De uitzending werd druk bekeken.
Ook haar vele vrienden zaten die avond voor de buis.
Ze zagen Sandra zoals ze haar kenden.
Pittig, recht voor de raap, vol idealisme.
Caroline haar lieve vrouwtje, met wie ze een jaar eerder in het huwelijksbootje stapte, zat in de zaal.
Lichtjes ontroerd.
“Ik ben zo fier op jou Sandra”, dacht ze stilletjes.
“Jij bent zo sterk, zo idealistisch, en je woorden altijd weer zo oprecht.
Ben zo blij dat jij mijn allerliefste vrouw bent”.
Een traan liep over haar wangen van pure ontroering.
Maar ergens in Brugge.
Niet in de oude binnenstad, waar de klepperende hoeven van de paarden die de hele dag door de koetsen vol toeristen door de steegjes reden. Waar Japanners en Chinezen met hoogtechnologische camera’s elk gebouw en elke straat vastlegden, om zich nadien op een zonovergoten terras tegoed te doen aan ons heerlijk bier. En waar de sierlijke zwanen over het Minnewater gleden.
Maar ver daar vandaan, waar de drukke expresweg naar Zeebrugge  onder de spoorwegbrug doorloopt.
Daar bevind zich een gebouwencomplex omgeven door hoge muren met prikkeldraad.
Het is de gevangenis van Brugge.
Daar in de vleugel waar enkele van de zwaarste criminelen van dit land onder strenge bewaking zitten opgesloten.
Zat een man met gebalde vuisten naar de uitzending te kijken.
Hij had zijn hoofd laten kaalscheren en droeg een lange grijzende baard.
Maar u zou hem meteen herkennen aan zijn doordringende ogen en die gemene trek om zijn mond.
Het is de man die Sandra en zes andere meisjes zo brutaal verkrachtte en mishandelde.

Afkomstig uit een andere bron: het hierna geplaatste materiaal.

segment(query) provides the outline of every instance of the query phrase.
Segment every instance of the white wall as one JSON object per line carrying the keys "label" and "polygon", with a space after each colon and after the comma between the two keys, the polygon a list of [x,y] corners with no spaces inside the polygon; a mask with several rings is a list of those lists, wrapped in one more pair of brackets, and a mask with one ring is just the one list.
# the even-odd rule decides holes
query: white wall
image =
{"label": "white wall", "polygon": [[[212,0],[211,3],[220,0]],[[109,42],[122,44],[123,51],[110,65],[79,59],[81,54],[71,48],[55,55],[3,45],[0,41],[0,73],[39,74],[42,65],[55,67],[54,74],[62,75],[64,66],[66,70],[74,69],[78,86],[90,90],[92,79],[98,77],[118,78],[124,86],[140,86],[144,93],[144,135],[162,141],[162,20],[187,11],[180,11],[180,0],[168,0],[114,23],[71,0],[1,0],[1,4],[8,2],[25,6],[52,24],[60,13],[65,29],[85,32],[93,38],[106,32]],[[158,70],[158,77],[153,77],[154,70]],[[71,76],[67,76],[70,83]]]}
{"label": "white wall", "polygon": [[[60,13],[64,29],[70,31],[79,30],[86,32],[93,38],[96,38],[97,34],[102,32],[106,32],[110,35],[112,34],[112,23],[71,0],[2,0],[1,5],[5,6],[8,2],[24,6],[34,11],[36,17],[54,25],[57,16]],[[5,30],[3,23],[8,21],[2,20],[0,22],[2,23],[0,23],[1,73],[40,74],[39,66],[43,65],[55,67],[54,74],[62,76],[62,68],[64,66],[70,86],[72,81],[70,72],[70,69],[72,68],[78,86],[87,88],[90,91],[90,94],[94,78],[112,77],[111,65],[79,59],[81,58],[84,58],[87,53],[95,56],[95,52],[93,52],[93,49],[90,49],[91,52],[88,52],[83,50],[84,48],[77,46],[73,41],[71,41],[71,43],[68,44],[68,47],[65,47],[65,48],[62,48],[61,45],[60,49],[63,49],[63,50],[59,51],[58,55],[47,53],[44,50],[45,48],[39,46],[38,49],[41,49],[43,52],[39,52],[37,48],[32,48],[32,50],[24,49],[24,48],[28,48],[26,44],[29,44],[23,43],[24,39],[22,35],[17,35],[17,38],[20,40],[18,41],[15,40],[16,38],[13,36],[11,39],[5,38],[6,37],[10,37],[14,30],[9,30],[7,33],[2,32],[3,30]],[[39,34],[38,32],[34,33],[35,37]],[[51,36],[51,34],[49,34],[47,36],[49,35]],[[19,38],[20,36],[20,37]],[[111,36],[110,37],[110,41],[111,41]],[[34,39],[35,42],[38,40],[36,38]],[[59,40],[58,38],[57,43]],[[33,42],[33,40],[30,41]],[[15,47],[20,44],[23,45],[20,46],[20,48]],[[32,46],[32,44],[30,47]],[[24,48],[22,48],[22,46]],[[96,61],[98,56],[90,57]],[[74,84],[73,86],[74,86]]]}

Het was Francis Pelckmans.
In de gevangenis had hij zich laten bekeren tot de islam.
Hij liet zich nu voortaan Abdullah noemen.
Hij bracht zijn dagen door met bidden en het lezen van de koran.
Of hield lange discussies met zijn celmaat Abdel Benaïssa.
Een zware crimineel uit het Antwerpse.
Francis raakte meer en meer in de ban van de islam.
“Moslims zijn verstandige mensen”, zei hij.
“Zij houden hun tradities, normen en waarden tenminste in ere.
Bij hen is er geen plaats voor dwaasheden zoals ‘vrouwen in het leger of de politiek’.
Zij begrijpen tenminste dat als je als vrouw niet lastig gevallen wilt worden op straat.
Dat je je dan maar beter zedig kan kleden.
Bij hen wil ik horen.
In een islamitische samenleving zou ik me perfect thuis voelen”.
Hij wist Abdel en zijn neef Mohammed Al-Hassan te overtuigen om samen te ontsnappen en naar Marokko te vluchten.
Abdel’s broer Rachid zou klaarstaan met de vluchtauto.
Ze wisten een cipier om te kopen die zou wapens leveren waarmee ze andere cipiers onder schot zouden houden om zo buiten te geraken.
Het was een gewaagd plan.
Maar Francis, oh pardon Abdullah wilde niets liever dan een ontsnapping met wat actie.
“Ik ben een vent, vergeet dat vooral niet.
Ik wil niets liever dan dat die broekventjes van cipiers in hun broek schijten.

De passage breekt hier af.